Özgüven eksikliği yaşayan ve kendileri ile barışık olmayan çocukların arkadaşlarıyla birlikteyken hak ettiği saygıyı göremediklerini ve yaşıtları tarafından kullanıldığını söyleyen Psikolog Funda Es sözlerini şöyle sürdürdü:


“Özgüven eksikliği yaşayan çocuklar potansiyellerini gösteremez ve dolayısıyla bunun sonucunda başarısızlık yaşayabilirler. Kendi kararını veremedikleri için sürekli başkalarının onayına ihtiyaç duyarak yaşarlar, sorumluluk almaktan çekinirler. Çocuğunuzun ondan ne istediğinizi bilmesini sağlayın. Çocukların düşüncelerini, duygularını ve gözlemlerini dinlemeniz çocukların öz saygılarını artırmaktadır. Çocuğunuz sizinle bir şey paylaşmak istiyor fakat yorgun veya yoğunsunuz, o an için uygun olmadığınızı ve ne zaman uygun olacağınızı anlatın. Örneğin yatağa yatış saati, yemek zamanları belli değişmez düzen içerisinde gerçekleşsin. Bu tür bir değişmezlik çocuğun kendini güvende hissetmesini sağlar. Neyin kabul edilemez olduğunu çocuk daha iyi bilir. Evdeki tüm erişkinlerin bu kurallar konusunda anlaşması gereklidir. Farklı ve uyumsuz mesajlar çocuğun kafasını karıştırır. Çocuğumuza; kendisine özgü yeteneklerini ortaya çıkarmasında yardımcı olun. Her çocuk birbirlerinden farklıdır. Her çocuğun farklı özellikleri ve yetenekleri vardır. Hepsinin başarılı olduğu alanlar değişiktir. Kendilerinde var olan yeteneklerin ortaya çıkmasını sağlayarak kendilerine güven duymalarını sağlamasına yardımcı olmuş olursunuz. Beklentilerimiz çocuğumuzun seviyesinde olmalı, yüksek beklentiler çocukta değersizlik ve yetersizlik duygusuna yol açabilir, onu aşacak beklentilerinden kaçınmak zorundayız.”

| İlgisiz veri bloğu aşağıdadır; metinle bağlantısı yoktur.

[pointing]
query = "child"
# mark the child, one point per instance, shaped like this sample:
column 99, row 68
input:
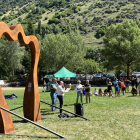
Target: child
column 95, row 92
column 134, row 91
column 110, row 94
column 44, row 85
column 105, row 92
column 100, row 92
column 117, row 90
column 123, row 87
column 127, row 84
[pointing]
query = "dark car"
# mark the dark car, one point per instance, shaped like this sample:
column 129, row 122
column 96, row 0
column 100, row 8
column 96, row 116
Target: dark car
column 111, row 76
column 97, row 76
column 134, row 74
column 124, row 74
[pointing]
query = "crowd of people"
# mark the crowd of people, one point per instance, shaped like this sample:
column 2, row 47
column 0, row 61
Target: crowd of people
column 120, row 86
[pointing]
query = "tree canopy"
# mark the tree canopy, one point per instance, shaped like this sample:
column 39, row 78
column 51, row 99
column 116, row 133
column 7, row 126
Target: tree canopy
column 122, row 44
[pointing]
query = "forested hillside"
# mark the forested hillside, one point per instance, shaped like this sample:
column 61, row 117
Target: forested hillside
column 90, row 17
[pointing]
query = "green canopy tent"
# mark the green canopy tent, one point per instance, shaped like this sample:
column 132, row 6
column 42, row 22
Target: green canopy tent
column 63, row 72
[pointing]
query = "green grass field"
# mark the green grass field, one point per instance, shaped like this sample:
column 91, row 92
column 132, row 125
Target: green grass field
column 111, row 118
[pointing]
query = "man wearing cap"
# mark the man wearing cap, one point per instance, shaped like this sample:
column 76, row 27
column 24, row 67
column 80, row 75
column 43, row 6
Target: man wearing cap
column 53, row 93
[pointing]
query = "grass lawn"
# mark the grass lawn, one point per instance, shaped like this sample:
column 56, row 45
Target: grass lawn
column 111, row 118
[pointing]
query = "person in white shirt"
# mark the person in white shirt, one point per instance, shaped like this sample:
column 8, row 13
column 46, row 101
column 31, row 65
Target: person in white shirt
column 60, row 94
column 95, row 92
column 79, row 91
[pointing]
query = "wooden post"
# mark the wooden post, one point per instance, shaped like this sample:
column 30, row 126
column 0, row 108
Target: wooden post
column 6, row 123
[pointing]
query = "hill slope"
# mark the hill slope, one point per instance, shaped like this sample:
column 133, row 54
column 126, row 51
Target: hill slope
column 65, row 15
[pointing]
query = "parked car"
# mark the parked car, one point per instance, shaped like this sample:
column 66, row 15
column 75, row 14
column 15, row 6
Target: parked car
column 97, row 76
column 124, row 74
column 134, row 74
column 111, row 76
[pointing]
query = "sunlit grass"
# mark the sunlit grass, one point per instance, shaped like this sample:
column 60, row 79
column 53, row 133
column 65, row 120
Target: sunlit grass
column 111, row 118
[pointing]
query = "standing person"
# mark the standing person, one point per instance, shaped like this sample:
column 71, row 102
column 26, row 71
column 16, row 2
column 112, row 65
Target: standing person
column 48, row 86
column 53, row 93
column 133, row 82
column 79, row 91
column 101, row 93
column 123, row 79
column 115, row 82
column 60, row 94
column 44, row 85
column 136, row 82
column 123, row 87
column 95, row 92
column 87, row 91
column 109, row 84
column 117, row 92
column 127, row 85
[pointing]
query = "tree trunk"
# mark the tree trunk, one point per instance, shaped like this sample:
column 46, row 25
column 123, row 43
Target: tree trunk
column 128, row 71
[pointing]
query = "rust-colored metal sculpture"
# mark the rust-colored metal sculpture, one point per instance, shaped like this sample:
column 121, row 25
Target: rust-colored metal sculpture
column 6, row 123
column 31, row 103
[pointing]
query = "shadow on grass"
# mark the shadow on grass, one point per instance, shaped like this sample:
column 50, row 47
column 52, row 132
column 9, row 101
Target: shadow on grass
column 72, row 104
column 20, row 121
column 49, row 113
column 133, row 96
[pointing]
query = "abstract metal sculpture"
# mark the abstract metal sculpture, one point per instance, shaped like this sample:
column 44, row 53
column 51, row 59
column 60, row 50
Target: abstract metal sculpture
column 31, row 103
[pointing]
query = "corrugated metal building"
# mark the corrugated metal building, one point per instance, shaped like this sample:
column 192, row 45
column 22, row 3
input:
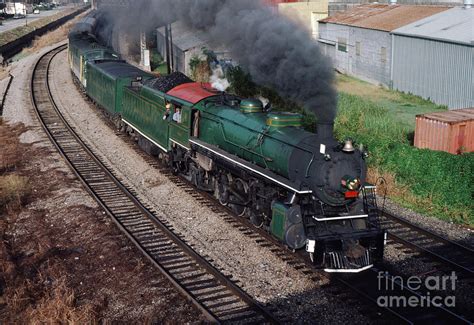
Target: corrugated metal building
column 434, row 58
column 187, row 43
column 359, row 42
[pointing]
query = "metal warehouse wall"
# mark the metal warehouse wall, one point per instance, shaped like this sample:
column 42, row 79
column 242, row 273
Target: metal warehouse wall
column 368, row 64
column 440, row 71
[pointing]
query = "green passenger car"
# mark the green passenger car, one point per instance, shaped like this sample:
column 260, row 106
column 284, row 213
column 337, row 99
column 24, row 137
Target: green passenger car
column 106, row 82
column 144, row 109
column 83, row 50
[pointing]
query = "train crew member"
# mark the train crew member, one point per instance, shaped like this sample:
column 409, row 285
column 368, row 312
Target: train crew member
column 167, row 112
column 177, row 115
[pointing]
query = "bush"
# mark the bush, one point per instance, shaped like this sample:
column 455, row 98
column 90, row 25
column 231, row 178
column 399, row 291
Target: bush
column 444, row 179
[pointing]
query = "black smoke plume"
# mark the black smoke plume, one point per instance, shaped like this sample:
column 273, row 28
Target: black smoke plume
column 276, row 52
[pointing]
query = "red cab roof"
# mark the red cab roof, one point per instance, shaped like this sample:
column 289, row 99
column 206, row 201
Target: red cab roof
column 192, row 92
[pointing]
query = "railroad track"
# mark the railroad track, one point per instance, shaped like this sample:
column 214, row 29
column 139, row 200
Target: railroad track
column 363, row 285
column 219, row 298
column 452, row 255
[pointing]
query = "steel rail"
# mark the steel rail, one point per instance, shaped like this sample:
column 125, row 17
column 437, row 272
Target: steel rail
column 214, row 294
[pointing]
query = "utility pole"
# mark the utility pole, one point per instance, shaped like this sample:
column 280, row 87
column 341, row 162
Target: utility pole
column 173, row 68
column 167, row 48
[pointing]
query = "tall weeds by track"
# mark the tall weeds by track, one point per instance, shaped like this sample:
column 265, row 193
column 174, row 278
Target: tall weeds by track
column 432, row 181
column 33, row 290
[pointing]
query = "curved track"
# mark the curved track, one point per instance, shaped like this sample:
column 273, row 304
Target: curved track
column 218, row 298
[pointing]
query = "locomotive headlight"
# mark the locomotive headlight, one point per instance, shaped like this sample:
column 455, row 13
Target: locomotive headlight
column 350, row 183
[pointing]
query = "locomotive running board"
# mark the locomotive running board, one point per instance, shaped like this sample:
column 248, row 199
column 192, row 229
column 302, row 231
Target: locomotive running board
column 341, row 218
column 251, row 167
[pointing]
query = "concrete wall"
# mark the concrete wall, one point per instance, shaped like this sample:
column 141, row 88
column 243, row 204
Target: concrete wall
column 439, row 71
column 364, row 56
column 181, row 58
column 336, row 6
column 305, row 14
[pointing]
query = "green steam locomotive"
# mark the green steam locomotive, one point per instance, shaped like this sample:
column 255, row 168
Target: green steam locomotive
column 306, row 189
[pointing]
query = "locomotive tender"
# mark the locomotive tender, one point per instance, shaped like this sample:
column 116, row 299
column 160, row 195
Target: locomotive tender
column 307, row 189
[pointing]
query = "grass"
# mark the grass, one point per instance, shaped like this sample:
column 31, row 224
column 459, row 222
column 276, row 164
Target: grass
column 383, row 121
column 14, row 189
column 14, row 192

"Cezalandırmayın, destek olun"


Ailelerin, çocuğun okul dönemindeki başarısızlığında nasıl davranmaları gerektiğini anlatan Funda Es, şunları kaydetti:


“Ebeveynlerin ‘notların düşük olmasına çok üzüldüm, İkinci dönem notlarının daha yükseleceğini umuyorum. Derslerine daha fazla zaman ayırarak bunu halledebilirsin” gibi cümleler kurarak çocuğa kendini affettirme yolu göstermeleri gerekir. Çocuğunuza seçme şansı verin ve şu soruyu sorun: ‘Kendin çalışabilirsin veya sana derslerinde yardımcı olacak birisi olabilir, nasıl istersin?’ Çocuğun problemlerini anne-baba olarak çözmeye çalışmayın, çocukların sorunlarla mücadele etmesini bekleyin. Çocukların, çatışmalar ve zorluklarla, nasıl mücadele edildiğini öğrenmeleri gereklidir. İçinden çıkılmaz bir durum yoktur, önemli olan çocuğa özgü doğru yöntemi belirlemektir. Bunun için de biz psikologlar tarafından uygulanan testler oldukça yol göstericidir. Test dışında, bir psikologdan danışmanlık almak her şeyi daha kolay hale getirebilir.”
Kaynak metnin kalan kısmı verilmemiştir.